Steroids are not "tylenol" for this disease, and as Harry and Snoopy have pointed out, the use of them is not to be taken lightly.

Please review the following information . . .

NMSS; steroids do not effect the course of the disease, and short and long-term effects of using them:

http://www.nationalmssociety.org/doc...nm_relapse.pdf

NMSS: people treated with oral steroids for ON did not do as well as those who didn't, and the use of them caused an increased risk of recurrence:

http://www.nationalmssociety.org/doc...onproblems.pdf

Optic Neuritis Treatment trial results:

http://www.nei.nih.gov/neitrials/vie...Web.aspx?id=47

Potential long and short-term side effects of steroid use:

Short term use:
- allergic reaction
- insomnia
- psychiatric disturbance
- stomach upset
- fluid retention
- increased appetite
- acne
- bone damage/avascular necrosis (although rare, it can occur even after a single dose of steroids)

Long-term use:
- weight gain
- high blood pressure
- cataracts
- hardening of the arteries
- diabetes
- life threatening infections
- osteoporosis, or other bone damage

Steroid Side Effects: http://www.rxlist.com/cgi/generic/methprd_ad.htm

Steroid Warnings: http://www.rxlist.com/cgi/generic/methprd_wcp.htm

Cherie

I have had tons of steroids and always bad short-term effects of swelling hands and feet, weight gain etc.


After my second cataract surgery (first one at 40yrs of age) and a bone density test that showed I have have a lot of damage I decided NO MORE steroids.


I got enough things going wrong and don't need to add to the list.

I had the steroids once (2 weeks of an oral prednisone taper)

I hated the side effects (constantly needing to go potty, stomachache, the opportunistic infections, and the bouncing off the walls)

Having said that tho, the reason why I took the steroids was because I had vertigo.
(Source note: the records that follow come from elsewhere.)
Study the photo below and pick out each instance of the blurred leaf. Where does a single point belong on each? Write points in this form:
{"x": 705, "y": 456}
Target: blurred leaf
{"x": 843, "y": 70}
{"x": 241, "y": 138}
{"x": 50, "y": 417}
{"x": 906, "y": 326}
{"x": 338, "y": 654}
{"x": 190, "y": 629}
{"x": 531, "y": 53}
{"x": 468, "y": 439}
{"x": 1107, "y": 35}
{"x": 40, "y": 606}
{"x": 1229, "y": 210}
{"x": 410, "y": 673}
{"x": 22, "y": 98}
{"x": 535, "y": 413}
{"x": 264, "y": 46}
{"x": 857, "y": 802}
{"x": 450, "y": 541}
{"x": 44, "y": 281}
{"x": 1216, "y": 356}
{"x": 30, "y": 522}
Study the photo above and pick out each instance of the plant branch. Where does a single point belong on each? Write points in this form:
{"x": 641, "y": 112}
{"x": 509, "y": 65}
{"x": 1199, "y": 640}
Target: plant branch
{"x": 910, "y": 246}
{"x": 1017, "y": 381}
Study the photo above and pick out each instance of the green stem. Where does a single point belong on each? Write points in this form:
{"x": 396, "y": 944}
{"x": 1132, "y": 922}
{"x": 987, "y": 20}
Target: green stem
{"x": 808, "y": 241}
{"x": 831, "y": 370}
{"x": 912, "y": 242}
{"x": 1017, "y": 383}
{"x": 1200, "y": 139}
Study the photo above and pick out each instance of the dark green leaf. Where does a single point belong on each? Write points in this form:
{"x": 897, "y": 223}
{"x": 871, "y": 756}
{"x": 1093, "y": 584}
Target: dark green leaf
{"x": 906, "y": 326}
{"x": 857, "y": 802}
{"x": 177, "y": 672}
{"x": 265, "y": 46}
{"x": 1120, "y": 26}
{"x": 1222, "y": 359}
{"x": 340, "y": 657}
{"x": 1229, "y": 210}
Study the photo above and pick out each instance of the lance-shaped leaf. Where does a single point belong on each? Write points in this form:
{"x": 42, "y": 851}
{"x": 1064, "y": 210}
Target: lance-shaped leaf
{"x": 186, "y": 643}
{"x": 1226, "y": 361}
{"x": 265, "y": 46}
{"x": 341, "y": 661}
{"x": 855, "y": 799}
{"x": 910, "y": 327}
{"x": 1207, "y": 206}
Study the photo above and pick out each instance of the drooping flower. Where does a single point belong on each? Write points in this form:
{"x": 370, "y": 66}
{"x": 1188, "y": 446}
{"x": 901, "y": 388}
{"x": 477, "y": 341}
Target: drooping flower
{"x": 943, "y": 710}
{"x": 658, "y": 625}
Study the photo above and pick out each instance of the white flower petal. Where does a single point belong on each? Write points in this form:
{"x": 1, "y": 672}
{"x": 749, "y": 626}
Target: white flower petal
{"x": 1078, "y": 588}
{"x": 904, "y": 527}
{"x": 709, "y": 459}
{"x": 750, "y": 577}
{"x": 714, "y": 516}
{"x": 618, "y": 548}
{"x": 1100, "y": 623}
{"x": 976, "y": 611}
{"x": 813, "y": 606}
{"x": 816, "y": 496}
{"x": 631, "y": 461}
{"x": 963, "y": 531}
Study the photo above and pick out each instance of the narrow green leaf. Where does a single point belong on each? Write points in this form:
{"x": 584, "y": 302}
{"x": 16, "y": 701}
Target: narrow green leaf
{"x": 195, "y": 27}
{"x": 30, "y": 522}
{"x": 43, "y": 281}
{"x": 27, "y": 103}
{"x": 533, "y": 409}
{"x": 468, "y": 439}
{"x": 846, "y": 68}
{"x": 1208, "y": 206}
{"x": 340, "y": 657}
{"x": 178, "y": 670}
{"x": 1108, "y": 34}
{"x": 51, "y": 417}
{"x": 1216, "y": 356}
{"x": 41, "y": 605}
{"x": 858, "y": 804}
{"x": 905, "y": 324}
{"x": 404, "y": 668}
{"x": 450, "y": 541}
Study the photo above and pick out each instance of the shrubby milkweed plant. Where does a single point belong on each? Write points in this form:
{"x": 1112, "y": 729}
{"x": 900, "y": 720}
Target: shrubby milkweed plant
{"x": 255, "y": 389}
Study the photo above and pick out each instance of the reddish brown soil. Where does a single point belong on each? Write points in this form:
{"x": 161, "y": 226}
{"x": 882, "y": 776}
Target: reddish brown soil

Vertigo that would hit me with no warning, and would knock me to the floor and wouldnt let me get back up.

Vertigo is the worst symptom of MS that I've had so far. (2nd worst would be optic neuritis, but I never got steroids for that)

If I ever get the vertigo back (and I'm sure I will) I'll happily take the steroids for it, as long as it's IV steroids, I dont want to do the oral again if I dont have to. (I wonder if you have to do the oral taper after having the IV steroids?)

As much as I want to take a steroid for the occasional numb sensations, I wont ask my neuro for any unless it's a symptom that keeps me from having an everyday life. I'm saving the steroids for another major vision problem, vertigo, or a paralysis of any kind.

I can deal with numbness and pain and the other wacky carp that MS gives me. I may go a bit mad sometimes trying to deal with it, but I want to hold the steroids in reserve for bigger problems.